Дедусенко нагнал в коридоре Агафонова.
— Как ты думаешь, не преступление, если я оставлю жене свои сапоги? Совсем босиком…
— Новые сапоги?
— Новые. — Зная, что Татьяна втайне стесняется размера своих ног, он добавил. — Конечно, они ей будут страшно велики…
— Нельзя, — ответил, подумав, Агафонов. — Ты теперь красный командир. Выдали тебе.
Выход был найден. Татьяна прошлась по комнате, стуча стоптанными, но все же годными к носке старыми сапогами мужа. Она давно не была так тепло обута. Желая развеселить своих мужчин, Татьяна подбоченилась, притопнула:
— Видали? Кот в сапогах!
Оставшись вдвоем с сыном, мать тут же задула коптилку: мальчик не должен видеть ее слез.
Куда девать Асю?
То, что стряслось с Асей, всегда, с первых лет детства пугало ее, как самая огромная, но и самая невероятная, невозможная беда. Такое могло случиться с любой девочкой, только не с ней.
В пальто, с незаплетенными косами, Ася слоняется по квартире. На похороны ее не взяли. Ася не стала спорить: не хочется ей разговаривать, даже есть не хочется…

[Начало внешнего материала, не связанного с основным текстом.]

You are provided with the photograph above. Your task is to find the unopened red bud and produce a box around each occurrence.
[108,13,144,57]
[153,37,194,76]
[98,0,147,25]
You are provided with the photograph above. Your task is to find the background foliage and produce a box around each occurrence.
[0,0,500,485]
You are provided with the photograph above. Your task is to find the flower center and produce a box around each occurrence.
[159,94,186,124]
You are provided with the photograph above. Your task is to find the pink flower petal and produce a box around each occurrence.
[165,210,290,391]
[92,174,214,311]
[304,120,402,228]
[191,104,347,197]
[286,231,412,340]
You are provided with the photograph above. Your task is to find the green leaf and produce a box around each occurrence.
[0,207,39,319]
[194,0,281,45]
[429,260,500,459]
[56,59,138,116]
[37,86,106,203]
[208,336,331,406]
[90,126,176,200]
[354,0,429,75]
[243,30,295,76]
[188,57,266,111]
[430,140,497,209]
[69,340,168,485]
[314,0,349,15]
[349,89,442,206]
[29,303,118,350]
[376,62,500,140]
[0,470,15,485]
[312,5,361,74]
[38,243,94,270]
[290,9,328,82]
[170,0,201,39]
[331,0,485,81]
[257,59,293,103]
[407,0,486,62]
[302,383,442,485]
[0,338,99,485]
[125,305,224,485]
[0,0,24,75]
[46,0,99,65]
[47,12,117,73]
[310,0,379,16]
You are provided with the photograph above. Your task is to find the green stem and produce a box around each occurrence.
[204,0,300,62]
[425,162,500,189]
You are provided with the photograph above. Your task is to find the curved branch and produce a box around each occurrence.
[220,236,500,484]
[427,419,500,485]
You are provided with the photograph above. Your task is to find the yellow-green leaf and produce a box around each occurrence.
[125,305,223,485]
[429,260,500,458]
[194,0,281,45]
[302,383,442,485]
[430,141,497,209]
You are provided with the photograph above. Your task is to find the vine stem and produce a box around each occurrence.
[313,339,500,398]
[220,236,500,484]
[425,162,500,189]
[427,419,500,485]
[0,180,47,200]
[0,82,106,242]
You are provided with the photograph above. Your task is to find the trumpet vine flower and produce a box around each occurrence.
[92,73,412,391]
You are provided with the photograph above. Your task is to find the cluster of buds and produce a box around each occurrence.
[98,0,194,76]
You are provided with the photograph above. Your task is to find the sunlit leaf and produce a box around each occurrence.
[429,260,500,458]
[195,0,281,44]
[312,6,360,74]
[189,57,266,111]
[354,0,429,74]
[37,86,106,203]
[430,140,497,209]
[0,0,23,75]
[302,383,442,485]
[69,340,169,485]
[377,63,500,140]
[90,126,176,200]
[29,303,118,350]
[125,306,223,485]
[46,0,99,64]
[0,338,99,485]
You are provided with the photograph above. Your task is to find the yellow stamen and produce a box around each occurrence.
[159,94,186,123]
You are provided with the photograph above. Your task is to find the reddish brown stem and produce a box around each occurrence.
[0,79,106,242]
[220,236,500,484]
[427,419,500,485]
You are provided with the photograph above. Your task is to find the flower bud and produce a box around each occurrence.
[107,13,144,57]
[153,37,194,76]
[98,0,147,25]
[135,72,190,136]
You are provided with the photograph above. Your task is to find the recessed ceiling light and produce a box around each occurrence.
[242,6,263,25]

Из кухни несет погребом, из детской — мышами. Асе странно, что почти все осталось на своих местах. Игра «Рич-Рач», большой красно-синий мяч и маленький мячик, серый. С обоев по-прежнему улыбается множество девочек в голландских чепчиках и деревянных башмаках, по-прежнему машут крыльями ветряные мельницы. Эти обои, веселые, желтые, казавшиеся постоянно облитыми солнцем, теперь вспучились, покрылись пятнами и потеками, но Асе они милы: их выбирали всей семьей. Давно это было, еще до войны, когда и не думалось ни о каких горестях…
Только что заходил какой-то старик из черноболотцев, просил передать Кондакову, что в обратный рейс их теплушка отправится завтра к вечеру. Ася сказала: «Ладно», — а он все топтался, медлил, видно, знал, из-за чего Варя вызывала Андрея, и хотел узнать, что с мамой…
За свою коротенькую жизнь Ася проглотила немало книжек, где самым несчастным ребенком был круглый сирота. Асе не надо чужой жалости. Она потому и не стала разговаривать со стариком, ничего ему не сказала…
Может быть, она в той же теплушке уедет с Андреем на Торфострой. Пусть в первобытные условия, пусть в барак или землянку. Все лучше, чем к Василию Миронычу.